Home

Rechtbank Zeeland-West-Brabant, 03-04-2015, ECLI:NL:RBZWB:2015:2161, AWB - 14 _ 2875

Rechtbank Zeeland-West-Brabant, 03-04-2015, ECLI:NL:RBZWB:2015:2161, AWB - 14 _ 2875

Gegevens

Instantie
Rechtbank Zeeland-West-Brabant
Datum uitspraak
3 april 2015
Datum publicatie
4 mei 2015
ECLI
ECLI:NL:RBZWB:2015:2161
Zaaknummer
AWB - 14 _ 2875

Inhoudsindicatie

Leges; aanvraag omgevingsvergunning voor de bouw van een vleesvarkensstal.

Belanghebbende beschikt niet over een aannemingssom of een voldoende onderbouwde reële raming van de bouwkosten. Derhalve mocht de heffingsambtenaar de bouwkosten berekenen aan de hand van de ROEB-lijst. De enkele omstandigheid dat de werkelijke bouwkosten mogelijk lager zijn dan de bouwkosten volgens de ROEB-lijst, leidt niet tot de conclusie dat sprake is van een onredelijke of willekeurige heffing.

Uitspraak

Belastingrecht, enkelvoudige kamer

Locatie: Breda

Zaaknummer AWB 14/2875

uitspraak van 3 april 2015

Uitspraak als bedoeld in afdeling 8.2.6 van de Algemene wet bestuursrecht (Awb) in het geding tussen

[belanghebbende] , wonende te [woonplaats],

belanghebbende,

en

de heffingsambtenaar van de gemeente Oosterhout,

de heffingsambtenaar.

1 Ontstaan en loop van het geding

1.1.

De heffingsambtenaar heeft aan belanghebbende met dagtekening 23 september 2013 een bedrag aan bouwleges (hierna: de leges) in rekening gebracht van € 17.880 (notanummer [notanummer]).

1.2.

Bij uitspraak op bezwaar van 28 maart 2014 heeft de heffingsambtenaar de leges gehandhaafd.

1.3.

Belanghebbende heeft daartegen bij brief van 6 mei 2014, ontvangen bij de rechtbank op 7 mei 2014, beroep ingesteld. Ter zake van dit beroep heeft de griffier van belanghebbende een griffierecht geheven van € 45.

1.4.

De heffingsambtenaar heeft een verweerschrift ingediend.

1.5.

Belanghebbende heeft vóór de zitting nadere stukken ingediend. Deze stukken zijn in afschrift verstrekt aan de heffingsambtenaar.

1.6.

Het onderzoek ter zitting heeft plaatsgevonden op 30 oktober 2014 te Breda.

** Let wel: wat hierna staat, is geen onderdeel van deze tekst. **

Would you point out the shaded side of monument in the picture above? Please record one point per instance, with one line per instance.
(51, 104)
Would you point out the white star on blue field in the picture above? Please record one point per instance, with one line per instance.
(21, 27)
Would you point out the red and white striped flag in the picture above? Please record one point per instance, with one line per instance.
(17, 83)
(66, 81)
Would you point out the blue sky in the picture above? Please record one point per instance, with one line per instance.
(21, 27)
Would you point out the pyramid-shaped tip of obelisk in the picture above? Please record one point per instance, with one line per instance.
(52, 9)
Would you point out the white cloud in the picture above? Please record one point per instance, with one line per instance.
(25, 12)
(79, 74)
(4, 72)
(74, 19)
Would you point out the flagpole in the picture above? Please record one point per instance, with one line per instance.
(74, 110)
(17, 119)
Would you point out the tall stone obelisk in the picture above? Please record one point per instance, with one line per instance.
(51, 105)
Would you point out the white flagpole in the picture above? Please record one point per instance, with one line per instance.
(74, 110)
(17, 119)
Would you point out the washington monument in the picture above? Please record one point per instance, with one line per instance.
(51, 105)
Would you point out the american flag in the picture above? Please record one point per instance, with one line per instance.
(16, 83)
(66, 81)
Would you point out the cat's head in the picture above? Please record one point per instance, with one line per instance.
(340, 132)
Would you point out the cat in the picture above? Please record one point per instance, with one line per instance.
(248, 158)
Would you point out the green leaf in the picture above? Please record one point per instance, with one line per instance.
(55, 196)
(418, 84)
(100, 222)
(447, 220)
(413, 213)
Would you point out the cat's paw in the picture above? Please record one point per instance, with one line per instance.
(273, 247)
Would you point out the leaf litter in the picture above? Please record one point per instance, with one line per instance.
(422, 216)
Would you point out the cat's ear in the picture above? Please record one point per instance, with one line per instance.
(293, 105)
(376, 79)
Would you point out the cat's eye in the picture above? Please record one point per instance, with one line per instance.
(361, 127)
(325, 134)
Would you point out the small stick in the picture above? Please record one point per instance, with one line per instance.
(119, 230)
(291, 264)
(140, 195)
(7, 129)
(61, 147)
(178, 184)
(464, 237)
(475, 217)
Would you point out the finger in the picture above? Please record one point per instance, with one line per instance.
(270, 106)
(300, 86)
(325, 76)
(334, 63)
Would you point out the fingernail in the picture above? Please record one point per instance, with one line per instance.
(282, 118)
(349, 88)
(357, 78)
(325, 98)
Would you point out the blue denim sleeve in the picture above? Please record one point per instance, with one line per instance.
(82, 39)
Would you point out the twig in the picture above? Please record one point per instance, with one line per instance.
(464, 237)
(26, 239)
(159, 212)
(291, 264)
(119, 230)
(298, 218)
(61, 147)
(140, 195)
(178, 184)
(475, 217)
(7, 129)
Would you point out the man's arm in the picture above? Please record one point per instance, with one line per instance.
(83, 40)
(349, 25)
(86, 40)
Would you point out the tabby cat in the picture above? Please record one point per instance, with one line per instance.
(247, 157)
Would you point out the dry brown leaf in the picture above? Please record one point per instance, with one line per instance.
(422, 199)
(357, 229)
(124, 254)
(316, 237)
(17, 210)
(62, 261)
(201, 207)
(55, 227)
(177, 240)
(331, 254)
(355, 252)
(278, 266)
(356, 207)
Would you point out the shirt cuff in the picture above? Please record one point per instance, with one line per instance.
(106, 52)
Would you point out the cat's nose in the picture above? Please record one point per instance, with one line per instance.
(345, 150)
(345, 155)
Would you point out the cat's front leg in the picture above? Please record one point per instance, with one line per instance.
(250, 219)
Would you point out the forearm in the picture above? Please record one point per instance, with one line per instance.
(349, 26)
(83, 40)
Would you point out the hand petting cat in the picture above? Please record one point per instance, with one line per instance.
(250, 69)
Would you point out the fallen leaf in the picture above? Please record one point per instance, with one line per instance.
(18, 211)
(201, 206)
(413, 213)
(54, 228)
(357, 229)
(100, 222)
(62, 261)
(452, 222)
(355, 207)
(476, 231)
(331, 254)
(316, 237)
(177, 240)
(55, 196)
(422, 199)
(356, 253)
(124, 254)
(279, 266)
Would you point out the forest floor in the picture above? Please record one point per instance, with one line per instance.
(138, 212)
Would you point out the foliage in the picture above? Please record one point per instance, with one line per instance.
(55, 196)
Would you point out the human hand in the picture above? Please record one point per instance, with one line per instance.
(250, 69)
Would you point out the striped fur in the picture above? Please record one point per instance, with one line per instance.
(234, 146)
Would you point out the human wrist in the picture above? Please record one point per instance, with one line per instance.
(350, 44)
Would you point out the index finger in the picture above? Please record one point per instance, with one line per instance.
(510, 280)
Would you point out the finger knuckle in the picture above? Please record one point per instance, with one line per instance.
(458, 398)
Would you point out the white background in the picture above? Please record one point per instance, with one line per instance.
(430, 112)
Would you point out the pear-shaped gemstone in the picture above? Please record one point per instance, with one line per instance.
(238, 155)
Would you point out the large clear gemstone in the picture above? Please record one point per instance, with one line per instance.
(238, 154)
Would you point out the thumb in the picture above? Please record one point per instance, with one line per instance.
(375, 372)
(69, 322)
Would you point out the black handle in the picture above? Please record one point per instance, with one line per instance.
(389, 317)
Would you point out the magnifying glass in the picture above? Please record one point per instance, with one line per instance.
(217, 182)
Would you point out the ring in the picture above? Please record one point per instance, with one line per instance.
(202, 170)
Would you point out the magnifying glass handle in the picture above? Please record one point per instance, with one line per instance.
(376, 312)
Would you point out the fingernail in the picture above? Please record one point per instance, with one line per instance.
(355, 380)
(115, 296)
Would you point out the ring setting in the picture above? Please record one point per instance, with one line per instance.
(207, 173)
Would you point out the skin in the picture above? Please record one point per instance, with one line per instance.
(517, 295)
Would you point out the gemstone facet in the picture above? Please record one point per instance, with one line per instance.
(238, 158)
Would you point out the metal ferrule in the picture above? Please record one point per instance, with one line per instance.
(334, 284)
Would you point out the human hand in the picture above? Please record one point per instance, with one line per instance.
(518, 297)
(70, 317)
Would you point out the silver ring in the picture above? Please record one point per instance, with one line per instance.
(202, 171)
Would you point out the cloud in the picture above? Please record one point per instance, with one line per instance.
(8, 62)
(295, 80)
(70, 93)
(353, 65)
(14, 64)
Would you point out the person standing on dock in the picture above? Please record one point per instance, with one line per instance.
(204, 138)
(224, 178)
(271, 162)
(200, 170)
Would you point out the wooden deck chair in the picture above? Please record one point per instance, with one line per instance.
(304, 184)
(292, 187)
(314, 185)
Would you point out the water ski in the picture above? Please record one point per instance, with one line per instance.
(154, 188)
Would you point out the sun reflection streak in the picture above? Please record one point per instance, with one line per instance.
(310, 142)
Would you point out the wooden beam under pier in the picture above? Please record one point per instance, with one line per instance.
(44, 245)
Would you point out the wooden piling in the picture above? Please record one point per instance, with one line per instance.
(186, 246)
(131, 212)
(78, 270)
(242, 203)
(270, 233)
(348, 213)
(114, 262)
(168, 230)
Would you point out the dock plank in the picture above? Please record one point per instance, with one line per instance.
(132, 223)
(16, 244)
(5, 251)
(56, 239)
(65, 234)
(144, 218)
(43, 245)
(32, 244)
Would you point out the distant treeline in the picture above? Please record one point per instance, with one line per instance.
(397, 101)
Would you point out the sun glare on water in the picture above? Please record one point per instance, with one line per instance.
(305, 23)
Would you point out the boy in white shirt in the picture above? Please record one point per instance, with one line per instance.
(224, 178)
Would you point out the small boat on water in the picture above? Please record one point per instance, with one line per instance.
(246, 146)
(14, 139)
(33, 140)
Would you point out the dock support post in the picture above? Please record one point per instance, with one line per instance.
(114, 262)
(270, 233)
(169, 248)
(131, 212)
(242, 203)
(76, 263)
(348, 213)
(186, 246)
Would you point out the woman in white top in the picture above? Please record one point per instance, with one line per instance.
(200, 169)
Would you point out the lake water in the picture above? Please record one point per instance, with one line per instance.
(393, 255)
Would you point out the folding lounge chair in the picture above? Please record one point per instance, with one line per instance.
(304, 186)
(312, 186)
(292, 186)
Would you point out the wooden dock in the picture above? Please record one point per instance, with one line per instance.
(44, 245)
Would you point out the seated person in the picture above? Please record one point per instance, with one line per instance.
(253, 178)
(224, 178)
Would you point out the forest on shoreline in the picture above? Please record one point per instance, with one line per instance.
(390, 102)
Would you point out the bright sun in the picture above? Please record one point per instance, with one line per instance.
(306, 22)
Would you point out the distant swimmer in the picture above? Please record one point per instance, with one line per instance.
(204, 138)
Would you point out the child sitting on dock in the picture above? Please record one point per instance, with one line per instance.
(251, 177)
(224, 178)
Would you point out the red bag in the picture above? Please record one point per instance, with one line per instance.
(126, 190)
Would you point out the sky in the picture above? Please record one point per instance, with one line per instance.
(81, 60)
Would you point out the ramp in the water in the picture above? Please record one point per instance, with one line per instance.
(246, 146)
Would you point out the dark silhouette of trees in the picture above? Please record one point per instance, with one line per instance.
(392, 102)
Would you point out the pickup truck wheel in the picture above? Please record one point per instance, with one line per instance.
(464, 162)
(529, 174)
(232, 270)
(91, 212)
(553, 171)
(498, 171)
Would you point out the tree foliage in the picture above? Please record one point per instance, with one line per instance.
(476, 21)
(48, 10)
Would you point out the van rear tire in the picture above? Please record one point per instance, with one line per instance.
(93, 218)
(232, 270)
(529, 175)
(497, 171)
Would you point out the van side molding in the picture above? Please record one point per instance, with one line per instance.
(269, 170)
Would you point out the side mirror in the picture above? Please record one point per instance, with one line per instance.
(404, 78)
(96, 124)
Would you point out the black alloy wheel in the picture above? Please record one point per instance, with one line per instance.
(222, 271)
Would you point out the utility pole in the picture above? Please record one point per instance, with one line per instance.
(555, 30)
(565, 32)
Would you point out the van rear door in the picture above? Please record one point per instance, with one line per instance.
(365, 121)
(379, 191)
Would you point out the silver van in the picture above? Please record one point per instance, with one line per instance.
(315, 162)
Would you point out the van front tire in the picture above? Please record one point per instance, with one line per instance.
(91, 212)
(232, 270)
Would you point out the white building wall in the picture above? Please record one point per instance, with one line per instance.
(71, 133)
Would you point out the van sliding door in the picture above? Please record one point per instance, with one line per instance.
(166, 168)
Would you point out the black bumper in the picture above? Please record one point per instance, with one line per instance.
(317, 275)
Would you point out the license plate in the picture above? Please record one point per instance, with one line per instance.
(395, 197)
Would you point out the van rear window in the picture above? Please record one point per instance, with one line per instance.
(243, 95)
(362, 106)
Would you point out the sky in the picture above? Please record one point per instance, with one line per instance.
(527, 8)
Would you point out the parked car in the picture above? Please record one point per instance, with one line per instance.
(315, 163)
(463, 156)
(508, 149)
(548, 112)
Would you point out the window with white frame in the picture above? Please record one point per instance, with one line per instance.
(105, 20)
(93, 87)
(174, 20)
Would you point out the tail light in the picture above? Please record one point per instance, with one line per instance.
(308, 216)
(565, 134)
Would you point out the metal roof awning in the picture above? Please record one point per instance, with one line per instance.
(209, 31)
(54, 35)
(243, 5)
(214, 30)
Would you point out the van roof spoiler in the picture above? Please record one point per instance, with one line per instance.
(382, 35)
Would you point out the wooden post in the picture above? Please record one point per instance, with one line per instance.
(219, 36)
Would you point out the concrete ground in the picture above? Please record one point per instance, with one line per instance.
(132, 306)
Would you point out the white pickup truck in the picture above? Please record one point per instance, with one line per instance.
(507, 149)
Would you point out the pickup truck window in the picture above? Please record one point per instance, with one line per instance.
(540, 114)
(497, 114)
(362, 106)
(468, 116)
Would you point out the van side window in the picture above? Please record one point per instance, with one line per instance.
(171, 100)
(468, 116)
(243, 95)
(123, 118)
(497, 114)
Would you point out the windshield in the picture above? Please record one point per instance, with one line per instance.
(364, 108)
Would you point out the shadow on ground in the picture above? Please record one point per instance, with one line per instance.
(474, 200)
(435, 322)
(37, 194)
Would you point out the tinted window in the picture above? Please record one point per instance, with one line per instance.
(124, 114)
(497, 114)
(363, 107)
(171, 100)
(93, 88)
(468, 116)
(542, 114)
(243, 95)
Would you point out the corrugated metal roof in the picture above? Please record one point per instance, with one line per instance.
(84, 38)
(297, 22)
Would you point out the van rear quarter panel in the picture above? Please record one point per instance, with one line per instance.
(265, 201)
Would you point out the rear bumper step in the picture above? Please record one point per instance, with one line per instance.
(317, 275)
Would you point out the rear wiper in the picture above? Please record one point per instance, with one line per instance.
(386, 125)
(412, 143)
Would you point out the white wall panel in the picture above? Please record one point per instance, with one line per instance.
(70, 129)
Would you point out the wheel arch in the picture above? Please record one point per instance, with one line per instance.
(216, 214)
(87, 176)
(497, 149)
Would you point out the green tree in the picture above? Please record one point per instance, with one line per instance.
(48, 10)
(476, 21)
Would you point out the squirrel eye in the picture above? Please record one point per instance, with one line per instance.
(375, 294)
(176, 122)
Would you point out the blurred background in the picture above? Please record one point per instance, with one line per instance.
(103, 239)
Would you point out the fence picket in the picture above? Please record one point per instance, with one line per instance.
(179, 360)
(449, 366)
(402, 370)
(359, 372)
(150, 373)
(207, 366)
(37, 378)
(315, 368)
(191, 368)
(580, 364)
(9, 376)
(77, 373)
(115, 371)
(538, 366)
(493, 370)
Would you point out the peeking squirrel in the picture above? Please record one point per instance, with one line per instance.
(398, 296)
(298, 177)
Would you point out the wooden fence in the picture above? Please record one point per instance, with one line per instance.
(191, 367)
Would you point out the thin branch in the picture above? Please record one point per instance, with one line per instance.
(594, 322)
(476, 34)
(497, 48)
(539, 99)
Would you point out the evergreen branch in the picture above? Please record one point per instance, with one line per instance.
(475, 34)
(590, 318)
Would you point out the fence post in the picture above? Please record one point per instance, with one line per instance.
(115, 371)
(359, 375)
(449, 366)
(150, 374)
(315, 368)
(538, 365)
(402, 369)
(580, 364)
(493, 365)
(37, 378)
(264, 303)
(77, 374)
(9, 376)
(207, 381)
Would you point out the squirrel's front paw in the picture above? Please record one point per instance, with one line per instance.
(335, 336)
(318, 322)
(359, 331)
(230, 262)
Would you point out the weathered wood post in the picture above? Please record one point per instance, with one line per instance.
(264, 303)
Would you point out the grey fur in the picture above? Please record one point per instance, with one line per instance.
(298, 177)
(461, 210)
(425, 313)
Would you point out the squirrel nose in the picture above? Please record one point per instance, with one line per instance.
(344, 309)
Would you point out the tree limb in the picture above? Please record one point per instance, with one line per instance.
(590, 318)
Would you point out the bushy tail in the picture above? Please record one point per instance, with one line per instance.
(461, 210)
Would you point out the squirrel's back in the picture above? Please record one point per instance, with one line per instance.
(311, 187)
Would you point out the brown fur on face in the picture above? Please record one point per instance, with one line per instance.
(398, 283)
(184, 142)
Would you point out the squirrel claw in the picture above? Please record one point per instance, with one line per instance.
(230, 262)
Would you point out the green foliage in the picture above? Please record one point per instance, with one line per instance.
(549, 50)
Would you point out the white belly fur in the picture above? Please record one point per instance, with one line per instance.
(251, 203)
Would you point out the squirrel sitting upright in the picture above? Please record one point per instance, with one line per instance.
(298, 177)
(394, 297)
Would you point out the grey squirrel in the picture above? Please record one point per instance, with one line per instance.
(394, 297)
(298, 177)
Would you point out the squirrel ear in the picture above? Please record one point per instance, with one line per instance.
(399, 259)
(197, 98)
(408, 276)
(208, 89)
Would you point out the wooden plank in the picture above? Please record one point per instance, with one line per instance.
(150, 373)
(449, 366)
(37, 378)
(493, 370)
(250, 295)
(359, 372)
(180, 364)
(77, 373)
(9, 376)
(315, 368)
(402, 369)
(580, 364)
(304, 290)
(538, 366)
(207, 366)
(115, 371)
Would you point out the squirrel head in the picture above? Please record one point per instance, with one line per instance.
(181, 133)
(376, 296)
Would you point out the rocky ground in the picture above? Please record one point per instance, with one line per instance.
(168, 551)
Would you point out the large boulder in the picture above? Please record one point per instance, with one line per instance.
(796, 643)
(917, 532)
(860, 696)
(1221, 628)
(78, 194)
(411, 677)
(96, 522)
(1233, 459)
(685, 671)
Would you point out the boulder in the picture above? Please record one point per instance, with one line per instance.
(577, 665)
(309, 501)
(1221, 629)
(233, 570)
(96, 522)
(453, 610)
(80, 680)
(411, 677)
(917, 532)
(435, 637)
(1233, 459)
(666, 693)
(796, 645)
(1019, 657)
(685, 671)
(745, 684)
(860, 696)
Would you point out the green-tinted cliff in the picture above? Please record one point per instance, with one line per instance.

Aldaar zijn verschenen en gehoord, belanghebbende, vergezeld van zijn gemachtigde [gemachtigde], verbonden aan [kantoornaam gemachtigde] te ‘s-Hertogenbosch, en namens de heffingsambtenaar, [verweerder]. Van hetgeen ter zitting is verhandeld is een proces-verbaal opgemaakt, waarvan een afschrift op 6 november 2014 aan partijen is verzonden. Na beide partijen te hebben gehoord, heeft de rechtbank het onderzoek ter zitting geschorst en belanghebbende in de gelegenheid gesteld om nadere informatie te verstrekken.

1.7.

Belanghebbende heeft bij brief van 7 november 2014 nadere inlichtingen verstrekt. De heffingsambtenaar heeft hierop bij brief 6 december 2014 gereageerd. Voornoemde stukken zijn telkens in afschrift verstrekt aan de wederpartij.

1.8.

Vervolgens hebben partijen schriftelijk aangegeven dat zij geen behoefte hebben aan een nadere mondelinge behandeling. De rechtbank heeft bij brief van 13 januari 2015 het onderzoek gesloten en een schriftelijke uitspraak aangekondigd.

2 Feiten

Op grond van de stukken van het geding en het verhandelde ter zitting staat het volgende vast:

2.1.

Belanghebbende heeft een aanvraag omgevingsvergunning ingediend voor het bouwen van een vleesvarkensstal. Belanghebbende heeft daarin de bouwkosten geraamd op € 600.000. De heffingsambtenaar heeft de opgegeven bouwkosten op basis van de door het Regionaal Overleg Eindhoven Bouwtoezicht opgestelde lijst (de ROEB-lijst) berekend op € 894.000. Aan belanghebbende is daarom een bedrag van € 17.880 aan leges in rekening gebracht. Het daartegen ingediende bezwaar is door de heffingsambtenaar afgewezen.

2.2.

Artikel 2 van de “Verordening op de heffing en invordering van leges Oosterhout 2013” (hierna: de verordening) bepaalt:

“Onder de naam ‘leges’ worden rechten geheven voor:

a. het genot van door of vanwege het gemeentebestuur verstrekte diensten;

b. het verrichten van handelingen ten behoeve van een aanvraag van een Nederlandse identiteitskaart als bedoeld in artikel 2, tweede lid, van de Paspoortwet;

een en ander zoals genoemd in deze verordening en de daarbij behorende tarieventabel.”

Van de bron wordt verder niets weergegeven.